A concretização dos objetivos da Garantia para a Infância depende em muito da capacidade de ser assegurado um processo de diagnósticos, de planos de desenvolvimento social locais e da definição e implementação de modelos de intervenção social integrada, de natureza local e de proximidade aos fenómenos de pobreza e exclusão social, em função das necessidades específicas das famílias, das crianças e dos jovens, por forma a garantir uma adequada identificação e mobilização de recursos necessários para a efetiva resolução dos problemas em função das especificidades sociais e territoriais.
Neste contexto, a articulação com os municípios, dada a sua posição privilegiada de proximidade das pessoas, acrescida pelo processo de transferência de competências ao nível da ação social, reveste-se de especial importância.
A operacionalização do modelo de intervenção integrada local que o Plano de Ação propõe tem subjacente uma abordagem totalmente convergente com os princípios e objetivos do Programa da Rede Social (implementado em Portugal desde 2006 através do Decreto-Lei 115/2006 de 14 de junho) prevendo a criação, no âmbito dos Conselhos Locais de Ação Social (CLAS), de Núcleos Locais da Garantia para a Infância (NLGPI), dirigidos às crianças e jovens e famílias em situação de pobreza e vulnerabilidade social que, através da otimização dos recursos existentes na comunidade, do impulso de sinergias e no quadro de uma efetiva cooperação e aplicação conexa de políticas nacionais e locais, especialmente atentos às particularidades específicas de cada território, e com base numa abordagem integrada e multidisciplinar, permitem assegurar uma resposta eficaz às necessidades das crianças e das suas famílias, com vista à prossecução dos objetivos da recomendação europeia da garantia para a infância, à promoção da coesão e do desenvolvimento social, potenciando uma efetiva integração social.

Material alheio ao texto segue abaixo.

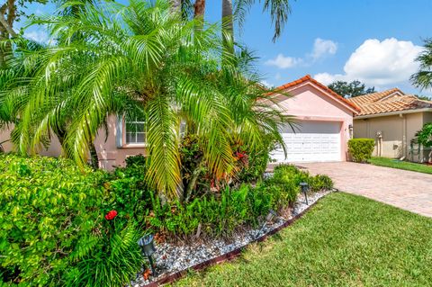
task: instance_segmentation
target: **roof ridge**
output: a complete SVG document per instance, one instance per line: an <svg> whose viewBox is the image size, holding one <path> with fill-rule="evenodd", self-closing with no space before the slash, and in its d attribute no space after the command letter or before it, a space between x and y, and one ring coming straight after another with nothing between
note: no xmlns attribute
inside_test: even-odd
<svg viewBox="0 0 432 287"><path fill-rule="evenodd" d="M282 85L276 88L274 88L273 90L273 92L270 92L270 94L274 94L274 93L277 93L279 91L282 91L282 90L284 90L284 89L287 89L289 87L292 87L292 86L295 86L297 85L300 85L302 83L304 83L304 82L307 82L307 81L310 81L313 84L315 84L316 85L318 85L319 87L320 87L321 89L323 89L324 91L326 91L327 93L330 94L333 97L335 97L337 100L339 100L339 101L342 101L344 103L346 103L346 105L348 105L349 107L351 107L353 110L356 111L356 112L360 112L360 108L354 103L351 103L349 101L347 101L346 98L344 98L343 96L341 96L340 94L337 94L335 91L331 90L329 87L328 87L327 85L320 83L319 81L317 81L316 79L314 79L313 77L310 76L310 75L305 75L303 76L302 77L295 80L295 81L292 81L292 82L290 82L290 83L286 83L284 85Z"/></svg>

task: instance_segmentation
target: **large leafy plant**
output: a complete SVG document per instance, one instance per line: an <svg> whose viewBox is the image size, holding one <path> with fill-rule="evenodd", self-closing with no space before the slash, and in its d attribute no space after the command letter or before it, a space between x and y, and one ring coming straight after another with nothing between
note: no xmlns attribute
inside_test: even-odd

O Plano de Ação centra, assim, o seu foco na garantia do acesso das crianças e jovens, que se encontram em situação de pobreza e exclusão social, a Direitos, benefícios e serviços essenciais de qualidade, através de ações que permitam extinguir as barreiras ainda existentes, assegurando e facilitando uma efetiva participação social ao longo de todas as etapas de implementação e desenvolvimento das medidas que o compõem, realçando a especial importância que a abordagem de proximidade e local, a participação e o compromisso social alargado assumem na concretização deste objetivo social de combate à pobreza.

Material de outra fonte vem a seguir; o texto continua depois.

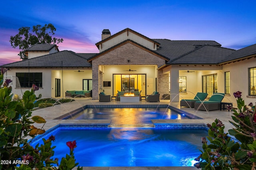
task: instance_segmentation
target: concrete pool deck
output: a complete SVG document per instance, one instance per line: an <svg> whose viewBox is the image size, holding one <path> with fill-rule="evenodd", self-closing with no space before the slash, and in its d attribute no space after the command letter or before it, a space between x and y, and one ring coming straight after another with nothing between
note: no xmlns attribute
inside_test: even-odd
<svg viewBox="0 0 256 170"><path fill-rule="evenodd" d="M41 109L33 111L32 115L39 115L44 118L46 123L44 126L45 130L47 130L60 123L67 124L81 124L88 123L93 124L95 123L110 123L108 120L61 120L54 119L60 116L85 105L170 105L172 106L181 109L182 110L190 113L194 115L202 118L203 119L180 119L180 120L161 120L158 122L154 121L154 123L177 123L177 124L205 124L212 123L216 119L220 120L225 125L226 132L231 129L232 125L229 121L232 120L231 115L232 112L225 110L216 110L207 112L206 111L195 110L194 108L180 107L179 102L170 103L169 100L160 100L160 102L148 102L146 101L141 101L140 103L129 102L120 103L119 101L111 101L108 102L100 102L98 100L92 100L91 98L75 98L75 101L72 102L56 105L53 107ZM40 128L42 124L36 124L35 126ZM83 169L86 170L195 170L197 169L194 167L84 167Z"/></svg>

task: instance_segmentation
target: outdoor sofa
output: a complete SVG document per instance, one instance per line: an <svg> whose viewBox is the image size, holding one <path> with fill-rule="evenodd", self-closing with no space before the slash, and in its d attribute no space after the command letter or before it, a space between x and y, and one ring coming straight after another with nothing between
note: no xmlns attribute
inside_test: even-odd
<svg viewBox="0 0 256 170"><path fill-rule="evenodd" d="M210 111L220 109L220 102L224 98L225 94L213 93L208 100L196 101L195 103L195 109Z"/></svg>
<svg viewBox="0 0 256 170"><path fill-rule="evenodd" d="M110 95L106 95L104 92L101 92L99 94L99 102L110 102L111 99Z"/></svg>
<svg viewBox="0 0 256 170"><path fill-rule="evenodd" d="M74 98L80 95L83 98L89 98L91 96L91 91L86 90L67 90L65 92L65 97Z"/></svg>
<svg viewBox="0 0 256 170"><path fill-rule="evenodd" d="M146 100L147 102L159 102L159 97L160 94L157 92L153 92L152 94L150 95L147 95L146 97Z"/></svg>
<svg viewBox="0 0 256 170"><path fill-rule="evenodd" d="M204 100L208 95L207 93L198 92L193 99L182 99L180 100L180 106L193 108L196 102Z"/></svg>

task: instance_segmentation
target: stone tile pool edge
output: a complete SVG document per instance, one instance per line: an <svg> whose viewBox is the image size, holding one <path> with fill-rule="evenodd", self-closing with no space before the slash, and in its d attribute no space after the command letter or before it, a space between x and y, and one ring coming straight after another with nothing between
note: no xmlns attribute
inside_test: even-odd
<svg viewBox="0 0 256 170"><path fill-rule="evenodd" d="M180 114L184 114L186 116L191 119L203 119L202 118L196 116L192 114L181 110L176 107L167 104L162 105L86 105L83 107L76 109L60 116L56 117L54 119L66 119L72 115L75 115L81 111L88 108L148 108L148 107L161 107L166 108L173 110Z"/></svg>

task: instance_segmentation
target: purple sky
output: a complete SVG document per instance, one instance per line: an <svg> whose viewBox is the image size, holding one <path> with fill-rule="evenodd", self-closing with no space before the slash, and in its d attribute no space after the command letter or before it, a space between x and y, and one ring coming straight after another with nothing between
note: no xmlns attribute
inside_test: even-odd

Uma sociedade verdadeiramente desenvolvida é aquela que reconhece que o problema da pobreza é da responsabilidade de todos e de cada um, que acredita que o investimento em oportunidades iguais para todas as crianças lança as bases para o crescimento sustentável e verdadeiramente inclusivo, favorecendo a construção de sociedades justas e resilientes bem como uma convergência social ascendente.